Critique de Tootpadu

Le regard que la réalisatrice Hannelore Cayre porte sur le milieu judiciaire français dans son premier film est des plus alarmants. Cette ancienne avocate connaît en effet son sujet sur le bout des doigts, puisqu'elle a arpenté les couloirs du palais de justice pendant de longues années. Son entrée en la matière, sous forme de descente aux enfers du quotidien peu glorieux de l'exercice de la justice, ressemble au portrait tout aussi désabusé que Raymond Depardon avait dressé de ce milieu professionnel dans 10e chambre Instants d'audiences. Au lieu de participer au triomphe du Bien, les avocats et les juges s'épuisent dans la monotonie des procédures administratives et la punition sommaire d'individus, dont la société ne veut plus depuis longtemps.
Comment sortir de cette crise profonde de l'appareil judiciaire ? Mystère.
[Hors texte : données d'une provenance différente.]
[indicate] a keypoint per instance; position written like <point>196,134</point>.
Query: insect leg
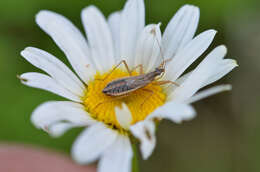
<point>139,66</point>
<point>165,82</point>
<point>126,66</point>
<point>150,94</point>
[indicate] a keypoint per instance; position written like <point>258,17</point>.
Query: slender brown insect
<point>122,87</point>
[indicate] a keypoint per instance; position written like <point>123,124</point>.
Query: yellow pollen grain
<point>102,107</point>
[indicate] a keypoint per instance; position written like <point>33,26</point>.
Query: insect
<point>123,87</point>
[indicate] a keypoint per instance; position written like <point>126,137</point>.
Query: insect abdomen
<point>117,89</point>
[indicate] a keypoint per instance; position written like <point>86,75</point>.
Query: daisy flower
<point>111,122</point>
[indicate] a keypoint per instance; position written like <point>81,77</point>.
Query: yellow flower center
<point>140,102</point>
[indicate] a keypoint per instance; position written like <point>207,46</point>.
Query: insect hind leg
<point>140,66</point>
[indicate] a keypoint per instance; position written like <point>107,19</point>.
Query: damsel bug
<point>122,87</point>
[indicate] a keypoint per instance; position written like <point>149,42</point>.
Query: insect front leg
<point>165,82</point>
<point>126,66</point>
<point>139,66</point>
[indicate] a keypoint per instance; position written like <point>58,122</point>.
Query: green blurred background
<point>224,137</point>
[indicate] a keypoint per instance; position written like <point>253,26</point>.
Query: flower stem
<point>135,167</point>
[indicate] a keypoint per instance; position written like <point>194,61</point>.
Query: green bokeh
<point>224,137</point>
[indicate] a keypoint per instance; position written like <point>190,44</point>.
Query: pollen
<point>140,102</point>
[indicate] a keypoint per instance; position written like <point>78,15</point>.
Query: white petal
<point>114,24</point>
<point>188,54</point>
<point>131,25</point>
<point>209,92</point>
<point>148,47</point>
<point>99,38</point>
<point>199,76</point>
<point>118,157</point>
<point>145,132</point>
<point>124,116</point>
<point>42,81</point>
<point>58,129</point>
<point>70,40</point>
<point>55,68</point>
<point>49,114</point>
<point>224,67</point>
<point>174,111</point>
<point>92,142</point>
<point>180,30</point>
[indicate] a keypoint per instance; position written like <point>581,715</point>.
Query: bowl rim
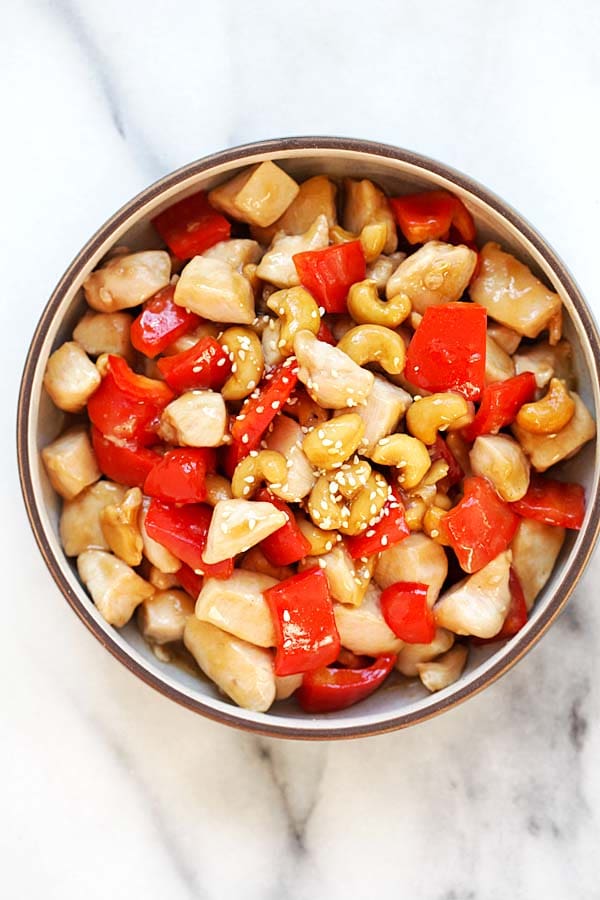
<point>273,728</point>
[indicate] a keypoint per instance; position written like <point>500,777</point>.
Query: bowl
<point>399,171</point>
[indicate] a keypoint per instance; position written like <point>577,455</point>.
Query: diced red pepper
<point>124,463</point>
<point>160,323</point>
<point>325,334</point>
<point>127,406</point>
<point>261,407</point>
<point>305,629</point>
<point>560,503</point>
<point>287,545</point>
<point>500,403</point>
<point>390,529</point>
<point>330,273</point>
<point>191,226</point>
<point>189,581</point>
<point>180,475</point>
<point>430,216</point>
<point>441,450</point>
<point>447,351</point>
<point>329,689</point>
<point>405,609</point>
<point>516,616</point>
<point>204,366</point>
<point>183,530</point>
<point>480,527</point>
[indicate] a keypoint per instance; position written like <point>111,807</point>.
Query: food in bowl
<point>312,438</point>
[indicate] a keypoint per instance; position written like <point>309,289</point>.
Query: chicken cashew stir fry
<point>316,453</point>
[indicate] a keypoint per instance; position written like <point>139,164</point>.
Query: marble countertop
<point>110,790</point>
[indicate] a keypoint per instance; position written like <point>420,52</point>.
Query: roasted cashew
<point>247,369</point>
<point>406,452</point>
<point>375,343</point>
<point>367,308</point>
<point>425,417</point>
<point>550,414</point>
<point>298,311</point>
<point>260,466</point>
<point>329,445</point>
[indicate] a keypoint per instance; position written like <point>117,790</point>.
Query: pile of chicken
<point>352,441</point>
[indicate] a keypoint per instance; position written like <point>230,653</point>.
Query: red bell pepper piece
<point>329,689</point>
<point>441,450</point>
<point>330,273</point>
<point>500,403</point>
<point>302,612</point>
<point>404,607</point>
<point>261,407</point>
<point>191,226</point>
<point>430,216</point>
<point>127,406</point>
<point>287,545</point>
<point>180,475</point>
<point>447,351</point>
<point>124,463</point>
<point>160,323</point>
<point>204,366</point>
<point>183,530</point>
<point>560,503</point>
<point>516,616</point>
<point>390,529</point>
<point>481,526</point>
<point>189,581</point>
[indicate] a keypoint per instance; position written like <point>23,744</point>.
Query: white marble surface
<point>109,790</point>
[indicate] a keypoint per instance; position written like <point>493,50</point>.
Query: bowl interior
<point>402,700</point>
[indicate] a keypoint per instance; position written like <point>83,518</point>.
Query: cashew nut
<point>119,522</point>
<point>550,414</point>
<point>405,452</point>
<point>425,417</point>
<point>501,460</point>
<point>297,311</point>
<point>375,343</point>
<point>330,444</point>
<point>367,308</point>
<point>247,369</point>
<point>260,466</point>
<point>331,377</point>
<point>445,670</point>
<point>70,462</point>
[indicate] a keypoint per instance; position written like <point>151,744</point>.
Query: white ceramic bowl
<point>400,702</point>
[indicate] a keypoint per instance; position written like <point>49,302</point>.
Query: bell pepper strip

Après avoir astucieusement campé son décor, la réalisatrice ne se préoccupe même plus tellement de ses dysfonctionnements. A la place, elle dissèque son pouvoir corrupteur sur un individu pas du tout dupe, mais qui n'en peut plus de patauger littéralement dans la merde de la république. Antoine Lahoud aimerait bien avoir les moyens pour défendre convenablement les intérêts de ses clients. Mais le système est ainsi fait que seuls ceux qui se placent du côté de l'argent, aussi sale soit-il, peuvent faire pencher en leur faveur la balance d'une Thémis plus du tout impartiale.
De ce constat sombre naît le deuxième fil de l'histoire, qui ressemble davantage à un fait divers policier conventionnel. Faute de pouvoir exceller légalement dans sa profession, le Maître aigri cherche alors à exploiter à son profit les arcanes de son fonctionnement. Tout cela pour se retrouver en fin de compte là où il avait commencé, à la différence cruciale près, qu'il est toujours plus aisé d'afficher un engagement humaniste, si la survie matérielle n'en dépend pas.
Ce semblant de morale tordu ne fait cependant pas démériter la facture générale de Commis d'office. Porté d'emblée par la bande originale vive de Charlie Nguyen Kim, le ton du film reste en effet fidèle au regard narquois avec lequel Hannelore Cayre observe son ancien métier. Cette ironie désabusée se retrouve également au niveau de l'interprétation de Roschdy Zem, toujours aussi fiable et crédible, qui nous subjugue une fois de plus par son jeu plein d'humanité et sans la moindre fausse note.